Arhm Choi Wild’s debut collection is a deeply felt celebration of self-articulation and healing from both familial and societal violence, a testament to locating joy in the same body that has been a locus of pain, terror, and isolation. Perfectly titled, Cut to Bloom (Write Bloody, 2020) offers beauty alongside horror, and in poems like “Inheritance,” opens petal-like pages to love:
following the sun
trusting to be fed
The collection progresses semi-chronologically, beginning by questioning what we owe our family of origin vs. what we owe ourselves. How can one move to speak after “generations / of mouths politely closed / or pummeled smooth” (“Inheritance”)? The pressure is particularly strong for women facing violence—”Mother’s silence / when he holds a knife / to her stomach” (“The Aria Thief: Part II”). In “What the Body Knows,” the speaker’s mother “once told me that love is all about forgetting. / What if it’s the duty of daughters / to make themselves remember.” And the speaker does remember—fragments of recollections doled out with restraint, as well as tenderness toward the people within them, like the sister in “Fool Me Once” who stands beside the speaker, as they suck “back / into our mouths / the air / we let him take.”
In addition to intergenerational familial silences, there’s the larger coercive weight of historical silencing. In the long poem, “The Forgotten War”—the title refers to the Japanese occupation of Korea—Wild speaks into the silence of family members “never talking / about the Korean pried out / like teeth.” Wild later asserts that “being a woman / is the loneliest thing / if you are trying / to survive,” demonstrating how these varied avenues of silencing reinforce and exacerbate each other.
But this speaker doesn’t want to be lonely. They want instead to be fully seen, held, and loved, which is only possible by being known, both in person and on the page. So the self must be faced and articulated, in all its tenderness and trauma, all its fraught history and challenging present—”I am this fool / coming to praise / if not love / the fracture” (“The Forgotten War”). Speaking against a multiplicity of silences isn’t easy, “as if / I could squeeze it out / of a melon, skim / it off the soup, bloody / a tomato trying to get / at my seeds” (“Take What You Can”).
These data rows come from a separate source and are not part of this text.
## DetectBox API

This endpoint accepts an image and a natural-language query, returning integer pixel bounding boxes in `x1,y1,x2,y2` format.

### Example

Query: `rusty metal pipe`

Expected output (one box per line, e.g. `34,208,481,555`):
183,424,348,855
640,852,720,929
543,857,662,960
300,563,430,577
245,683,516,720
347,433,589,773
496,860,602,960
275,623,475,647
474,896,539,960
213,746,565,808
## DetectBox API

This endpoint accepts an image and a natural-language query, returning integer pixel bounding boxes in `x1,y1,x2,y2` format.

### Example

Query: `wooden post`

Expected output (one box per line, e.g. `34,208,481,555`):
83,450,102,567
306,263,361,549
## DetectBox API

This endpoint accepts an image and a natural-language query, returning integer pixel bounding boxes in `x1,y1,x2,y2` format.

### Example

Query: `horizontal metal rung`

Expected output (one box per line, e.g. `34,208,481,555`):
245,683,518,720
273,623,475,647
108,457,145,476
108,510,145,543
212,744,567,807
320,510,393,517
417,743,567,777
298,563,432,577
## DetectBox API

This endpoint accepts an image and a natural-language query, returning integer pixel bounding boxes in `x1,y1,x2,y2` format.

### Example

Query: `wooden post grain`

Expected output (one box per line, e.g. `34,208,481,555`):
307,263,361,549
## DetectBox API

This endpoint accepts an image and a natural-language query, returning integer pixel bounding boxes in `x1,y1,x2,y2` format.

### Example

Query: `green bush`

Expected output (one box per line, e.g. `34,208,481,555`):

The only possible guide is love, and their partner asks “in that quiet voice / What if love doesn’t have to hurt” (“What the Body Knows”)? This question challenges the speaker to rebuke the violent definition of love articulated by their family of origin, and subsequently to give voice to truer, queerer love. As “At What Cost” articulates, this is a revolutionary proposition while living in the homophobic, white supremacist confines of the United States and also hailing from a South Korean family and culture where queerness is as invisible as physical intimacy between friends is common, “a finger goes up to wipe off a cheek and kiss it, / all as part of the conversation / easy like punctuation marks.” But this struggle toward connection is where the collection’s flowers begin to bloom, when the speaker is touched, in “A Stubborn Kindness,” “as if my bones were branches / full of fruit for your taking.” And then, the collection breaks fully into blossom as the speaker finally embraces their whole, complicated self in “For the Sake of Light,” knowing “if I choose // to be shell / and lip / and mess // there is no need / to fear the fire / whispering / along my bones.”